O IRPF e as receitas advindas da atividade agrícola condominial

Neste expediente apresentaremos decisão de turma da Câmara Superior de Recursos Fiscais do CARF (CSRF/CARF), que promoveu o exame da validade de exigência de Imposto de Renda Pessoa Física (IRPF) decorrente de “omissão de rendimentos de atividade rural e de omissão de rendimentos caracterizada por valores creditados em conta(s) de depósito ou de investimento”, cujas origens não foram comprovadas pelo contribuinte autuado (acórdão n. 9202­007.693).

A situação fática tem início em procedimento de fiscalização levado a efeito em contribuinte terceiro, sendo que este, ao prestar esclarecimentos ao Fisco, reportou “que sua movimentação bancária teve origem na exploração agrícola em imóveis rurais em condomínio do qual” fazia parte a autuada.
 

Entretanto, o terceiro contribuinte não demonstrou a origem dos créditos bancários originários que seriam da exploração de atividade rural em forma de condomínio.
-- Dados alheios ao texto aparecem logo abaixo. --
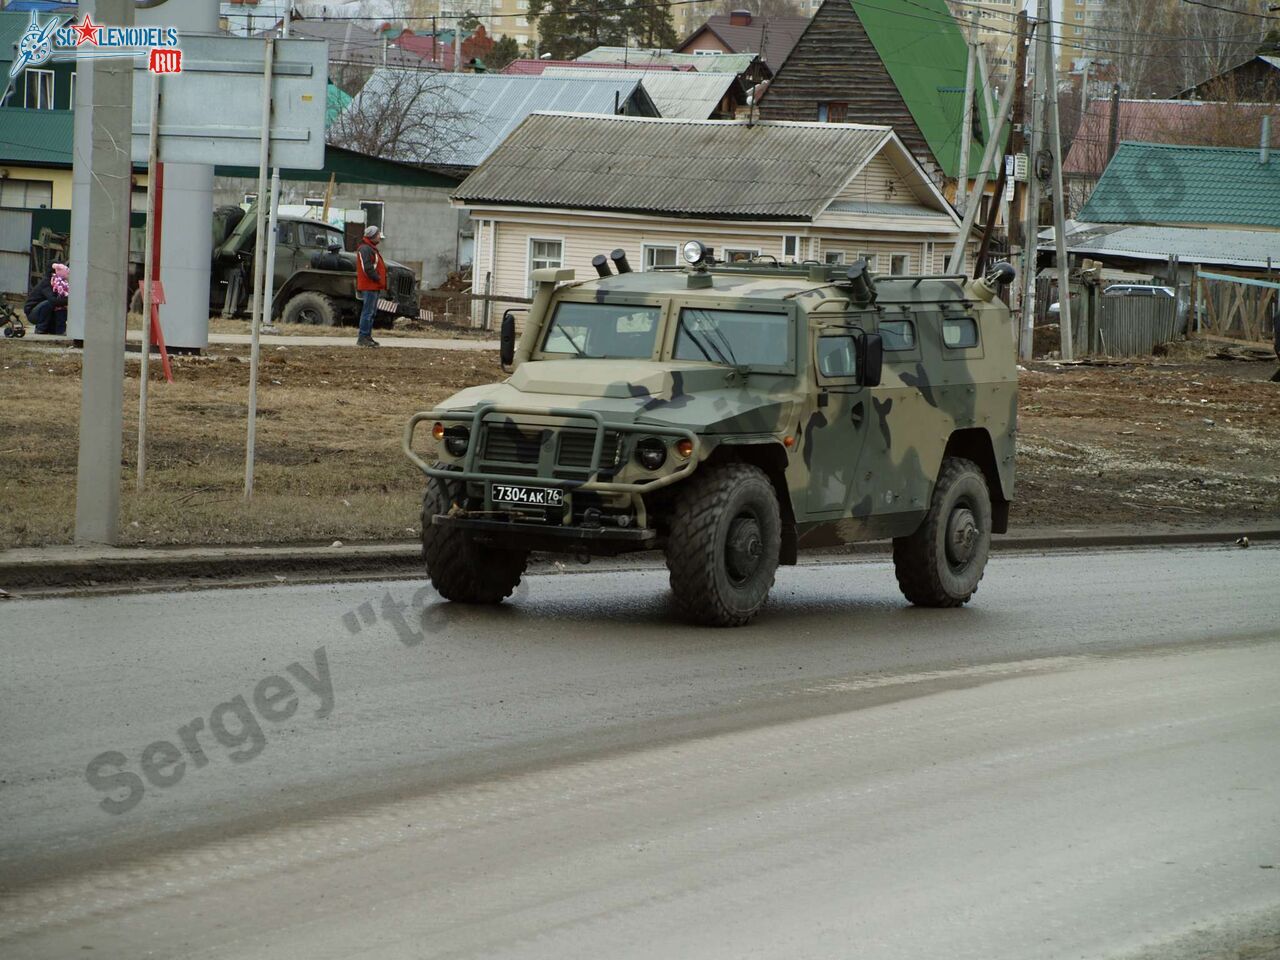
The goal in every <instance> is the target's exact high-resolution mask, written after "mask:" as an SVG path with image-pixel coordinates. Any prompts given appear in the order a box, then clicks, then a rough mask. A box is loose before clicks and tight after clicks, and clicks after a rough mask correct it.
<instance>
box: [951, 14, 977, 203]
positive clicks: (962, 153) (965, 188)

Diante desse quadro a fiscalização também estendeu seus trabalhos à figura da autuada, sendo que contra esta foi lavrado auto de infração pela exigência do IRPF recolhido a menor e fruto da omissão de rendimentos, conforme acima informado.
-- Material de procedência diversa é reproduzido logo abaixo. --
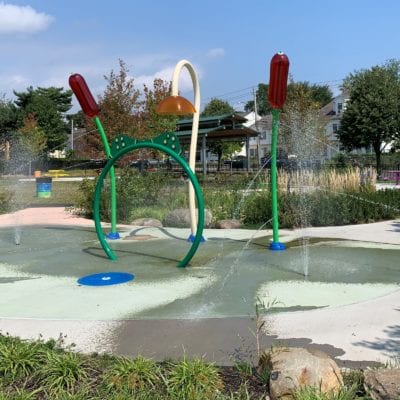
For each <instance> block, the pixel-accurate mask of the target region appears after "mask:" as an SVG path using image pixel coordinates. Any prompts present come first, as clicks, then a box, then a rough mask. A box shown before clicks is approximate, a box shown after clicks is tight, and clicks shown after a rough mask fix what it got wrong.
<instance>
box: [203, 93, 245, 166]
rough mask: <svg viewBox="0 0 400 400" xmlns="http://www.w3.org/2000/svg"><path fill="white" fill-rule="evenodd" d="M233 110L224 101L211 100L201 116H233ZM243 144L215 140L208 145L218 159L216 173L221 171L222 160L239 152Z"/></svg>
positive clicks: (203, 110) (233, 110) (224, 101)
mask: <svg viewBox="0 0 400 400" xmlns="http://www.w3.org/2000/svg"><path fill="white" fill-rule="evenodd" d="M234 112H235V110H234V108H233V107H232V106H231V105H230V104H229V103H228V102H227V101H224V100H220V99H212V100H211V101H210V102H209V103H208V104H207V105H206V106H205V107H204V110H203V112H202V113H201V115H202V116H213V115H224V114H233V113H234ZM242 145H243V143H241V142H226V141H222V140H216V141H212V142H210V143H208V149H209V150H210V151H211V152H213V153H214V154H216V155H217V157H218V171H220V169H221V160H222V158H224V157H226V158H230V157H231V156H232V155H233V154H234V153H235V152H237V151H240V150H241V148H242Z"/></svg>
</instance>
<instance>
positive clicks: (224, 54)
mask: <svg viewBox="0 0 400 400" xmlns="http://www.w3.org/2000/svg"><path fill="white" fill-rule="evenodd" d="M206 56H207V57H209V58H218V57H224V56H225V50H224V49H223V48H221V47H217V48H215V49H211V50H209V51H208V53H207V54H206Z"/></svg>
Referida autuação foi julgada procedente pela Delegacia Regional de Julgamento, reformada em parte por turma ordinária de Seção do CARF, “para reduzir a base de cálculo do imposto a 20% da omissão de rendimentos que sobejar.”.

A Fazenda Nacional interpôs recurso à CSRF, pois o acórdão estaria em desacordo com jurisprudência do Tribunal Administrativo no sentido de que “É necessária a demonstração efetiva da origem dos recursos depositados, sendo incabíveis meras alegações, tais como a de que o valor declarado em DAA estaria englobado entre os depósitos.”; sendo que, à qualidade de votos, o apelo especial fazendário foi provido.
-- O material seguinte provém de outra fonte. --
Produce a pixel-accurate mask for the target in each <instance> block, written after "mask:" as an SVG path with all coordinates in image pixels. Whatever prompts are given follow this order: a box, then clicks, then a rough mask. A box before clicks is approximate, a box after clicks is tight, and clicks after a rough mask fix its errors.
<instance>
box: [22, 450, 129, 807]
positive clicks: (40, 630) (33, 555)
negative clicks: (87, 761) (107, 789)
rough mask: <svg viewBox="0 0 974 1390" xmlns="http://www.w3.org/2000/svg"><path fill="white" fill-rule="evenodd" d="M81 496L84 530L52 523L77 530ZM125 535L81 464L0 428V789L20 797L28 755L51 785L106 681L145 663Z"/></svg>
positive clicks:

Da corrente vencida, temos que esta consignou que o debate enfrentado centrava-se em saber se “somente os valores tributáveis informados na Declaração de Ajuste Anual, pelo contribuinte, é que devem ser excluídos do total de depósitos em conta­corrente, para fins de apuração dos rendimentos omitidos por depósitos bancários de origem não comprovada.”.

E, em assim sendo, considerando ter restado provado que a contribuinte autuada de fato tão somente exercia a atividade de produtor rural, fundamentou o posicionamento vencido que “os valores declarados nas DIRPF’s deveriam ser excluídos da base de cálculo da omissão de rendimentos caracterizada por depósitos bancários de origem não comprovada, já que tais rendimentos não foram objeto de glosa pela autoridade fiscal”, pois de forma tácita foram confirmados pela fiscalização.

Por outro giro, a corrente vencedora sustentou o entendimento de que a contribuinte autuada deveria manter o controle das receitas decorrentes da atividade rural exercida e os depósitos bancários desta decorrente, e, se assim não o fez, não poderia o colegiado de segunda instância administrativa ter, “sem a devida comprovação, de forma individualizada, das origens dos depósitos, atribuí­los não só às receitas da atividade rural, como fez, mas também, especificamente, assumir que correspondem às receitas declaradas.”.

 

Em conclusão, temos que a CSRF firmou entendimento no sentido de que não se pode promover o abrandamento do rigor da presunção legal quando a contribuinte autuada – produtor rural – não conseguiu comprovar o vínculo entre as receitas percebidas com o exercício de sua atividade, com os depósitos e créditos bancários fiscalizados.